I’m new to python/pandas and came across a code snippet.
df = df[~df['InvoiceNo'].str.contains('C')]
Would be much obliged if I could know what is the tilde sign’s usage in this context?
Answers:
Thank you for visiting the Q&A section on Magenaut. Please note that all the answers may not help you solve the issue immediately. So please treat them as advisements.

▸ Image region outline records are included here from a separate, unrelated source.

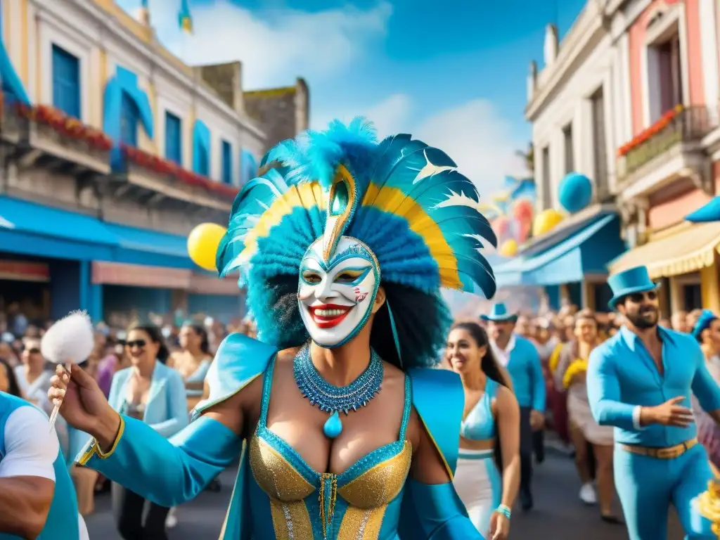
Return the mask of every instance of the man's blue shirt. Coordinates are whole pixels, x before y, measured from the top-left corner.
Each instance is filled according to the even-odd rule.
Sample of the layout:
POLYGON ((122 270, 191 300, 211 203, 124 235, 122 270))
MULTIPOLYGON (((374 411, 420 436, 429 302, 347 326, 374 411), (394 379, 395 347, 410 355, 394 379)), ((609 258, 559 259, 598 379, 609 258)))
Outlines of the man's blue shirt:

If you found the post helpful (or not), leave a comment & I’ll get back to you as soon as possible.
Method 1
It means bitwise not, inversing boolean mask – Falses to Trues and Trues to Falses.
Sample:
df = pd.DataFrame({'InvoiceNo': ['aaC','ff','lC'],
'a':[1,2,5]})
print (df)
InvoiceNo a
0 aaC 1
1 ff 2
2 lC 5
#check if column contains C
print (df['InvoiceNo'].str.contains('C'))
0 True
1 False
2 True
Name: InvoiceNo, dtype: bool
#inversing mask
print (~df['InvoiceNo'].str.contains('C'))
0 False
1 True
2 False
Name: InvoiceNo, dtype: bool
Filter by boolean indexing:
df = df[~df['InvoiceNo'].str.contains('C')]
print (df)
InvoiceNo a
1 ff 2
So output is all rows of DataFrame, which not contains C in column InvoiceNo.
Method 2
It’s used to invert boolean Series, see pandas-doc.
Method 3
df = df[~df['InvoiceNo'].str.contains('C')]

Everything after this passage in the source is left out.